But many kinds of illustration help us work through our thoughts and feelings. Illustration enhances writing’s power and adds another layer to any book, making it more memorable. It enables the reader to visualize the narrative as it unfolds. It helps us think more about the words we read and makes us spend more time with them. In turn the writing enhances the artwork’s impact, as it creates background so that we get to know the characters or settings portrayed. This lets us respond on different levels.

Book illustration is a long tradition, and is still common in children’s books – but illustration can add to books for any age range. It would be great to see it featured more widely throughout books, when it is mainly now seen only on the cover. On the other hand, if illustration remains quite rare, it can be more striking and stand out from the crowd.

Recently I came across research into the many positive impacts of reading. One study from the University of Sussex found it can be more calming even than music. By transporting us to a different place or time, books can be liberating – although obviously it depends on the book, as some are very disturbing. Books may be restful and a way to ease anxiety and depression. When all this is combined with illustration, it can be even more helpful. Illustration can literally draw people into a book and encourage them to read.

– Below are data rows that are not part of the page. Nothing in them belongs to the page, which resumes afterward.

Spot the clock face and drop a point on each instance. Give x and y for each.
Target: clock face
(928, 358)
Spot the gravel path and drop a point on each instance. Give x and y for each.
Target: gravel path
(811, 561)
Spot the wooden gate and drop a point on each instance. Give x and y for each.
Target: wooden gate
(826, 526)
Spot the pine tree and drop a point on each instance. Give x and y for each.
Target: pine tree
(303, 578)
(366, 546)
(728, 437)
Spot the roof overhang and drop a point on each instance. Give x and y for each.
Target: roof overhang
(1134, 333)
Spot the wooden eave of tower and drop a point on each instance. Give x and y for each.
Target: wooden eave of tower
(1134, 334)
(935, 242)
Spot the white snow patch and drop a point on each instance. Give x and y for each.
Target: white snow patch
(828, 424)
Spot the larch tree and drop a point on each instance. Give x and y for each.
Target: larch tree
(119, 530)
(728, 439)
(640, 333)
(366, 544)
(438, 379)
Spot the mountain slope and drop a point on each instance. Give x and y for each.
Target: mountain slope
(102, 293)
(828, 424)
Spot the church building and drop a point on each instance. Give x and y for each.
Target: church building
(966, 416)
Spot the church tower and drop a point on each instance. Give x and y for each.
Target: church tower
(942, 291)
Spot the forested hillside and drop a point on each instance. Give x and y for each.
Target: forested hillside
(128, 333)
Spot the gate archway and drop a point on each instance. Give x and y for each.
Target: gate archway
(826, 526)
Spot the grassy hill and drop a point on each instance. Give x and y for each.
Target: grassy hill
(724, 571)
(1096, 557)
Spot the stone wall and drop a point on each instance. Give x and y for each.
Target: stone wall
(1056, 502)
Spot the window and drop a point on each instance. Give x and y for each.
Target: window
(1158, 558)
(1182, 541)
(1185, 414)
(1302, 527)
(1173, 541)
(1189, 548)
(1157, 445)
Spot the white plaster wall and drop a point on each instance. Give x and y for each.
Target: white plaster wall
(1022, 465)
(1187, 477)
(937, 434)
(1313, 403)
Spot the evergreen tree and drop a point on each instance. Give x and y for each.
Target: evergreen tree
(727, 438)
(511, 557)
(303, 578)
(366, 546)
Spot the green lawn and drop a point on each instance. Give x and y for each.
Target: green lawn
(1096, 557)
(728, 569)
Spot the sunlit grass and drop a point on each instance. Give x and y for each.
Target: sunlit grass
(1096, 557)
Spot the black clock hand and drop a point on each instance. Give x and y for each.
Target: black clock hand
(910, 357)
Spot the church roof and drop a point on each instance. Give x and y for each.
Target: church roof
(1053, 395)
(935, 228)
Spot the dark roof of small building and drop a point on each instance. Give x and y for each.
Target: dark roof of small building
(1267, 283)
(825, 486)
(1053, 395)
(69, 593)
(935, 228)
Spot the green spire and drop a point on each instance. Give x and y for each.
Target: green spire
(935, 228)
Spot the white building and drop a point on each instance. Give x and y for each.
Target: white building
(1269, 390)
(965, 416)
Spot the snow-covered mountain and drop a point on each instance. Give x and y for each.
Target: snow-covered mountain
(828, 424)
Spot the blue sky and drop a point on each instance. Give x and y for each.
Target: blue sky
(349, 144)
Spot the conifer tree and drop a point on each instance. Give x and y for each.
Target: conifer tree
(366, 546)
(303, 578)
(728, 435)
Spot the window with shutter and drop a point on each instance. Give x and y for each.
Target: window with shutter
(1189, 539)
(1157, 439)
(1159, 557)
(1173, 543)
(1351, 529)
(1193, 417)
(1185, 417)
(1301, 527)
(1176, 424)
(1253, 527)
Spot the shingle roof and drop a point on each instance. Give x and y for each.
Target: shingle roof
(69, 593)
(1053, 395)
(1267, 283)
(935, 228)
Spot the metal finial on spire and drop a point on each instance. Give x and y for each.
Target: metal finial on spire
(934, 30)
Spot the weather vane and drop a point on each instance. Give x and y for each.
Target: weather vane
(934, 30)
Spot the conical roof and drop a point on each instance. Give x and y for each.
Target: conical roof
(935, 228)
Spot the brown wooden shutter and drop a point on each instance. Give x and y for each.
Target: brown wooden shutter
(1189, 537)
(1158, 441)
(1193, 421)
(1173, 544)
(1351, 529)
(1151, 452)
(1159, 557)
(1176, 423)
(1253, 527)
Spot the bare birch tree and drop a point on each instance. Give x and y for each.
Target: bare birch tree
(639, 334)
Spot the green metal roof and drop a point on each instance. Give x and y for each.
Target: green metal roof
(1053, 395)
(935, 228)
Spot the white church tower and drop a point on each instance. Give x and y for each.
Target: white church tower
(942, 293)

Book adaptations on stage or screen are popular because readers want to see a familiar narrative take form before their eyes. Illustrating a book in the first place mirrors this. Some readers might like to draw or paint their own illustrations of a book they enjoy as a way to make characters come to life.

Art and narrative are two of the most important stimuli any of us encounter. When they work together, they can be a powerful boost to wellbeing, lifting spirits or striking a chord with many of us. Charlie Mackesy’s book is now being produced as an animation – another artform.

Do you find book illustrations enhance what you read or improve wellbeing? Maybe you’ve read The Boy, The Mole, The Fox And The Horse? It would be great if you have thoughts or experiences to share in Medley’s Facebook group Thank you.

Creative Company

Maybe one of the main ways music, art and nature can boost wellbeing is by drawing people together, creating common ground to share. This can help combat loneliness: and this is Loneliness Awareness Week (14-18 June).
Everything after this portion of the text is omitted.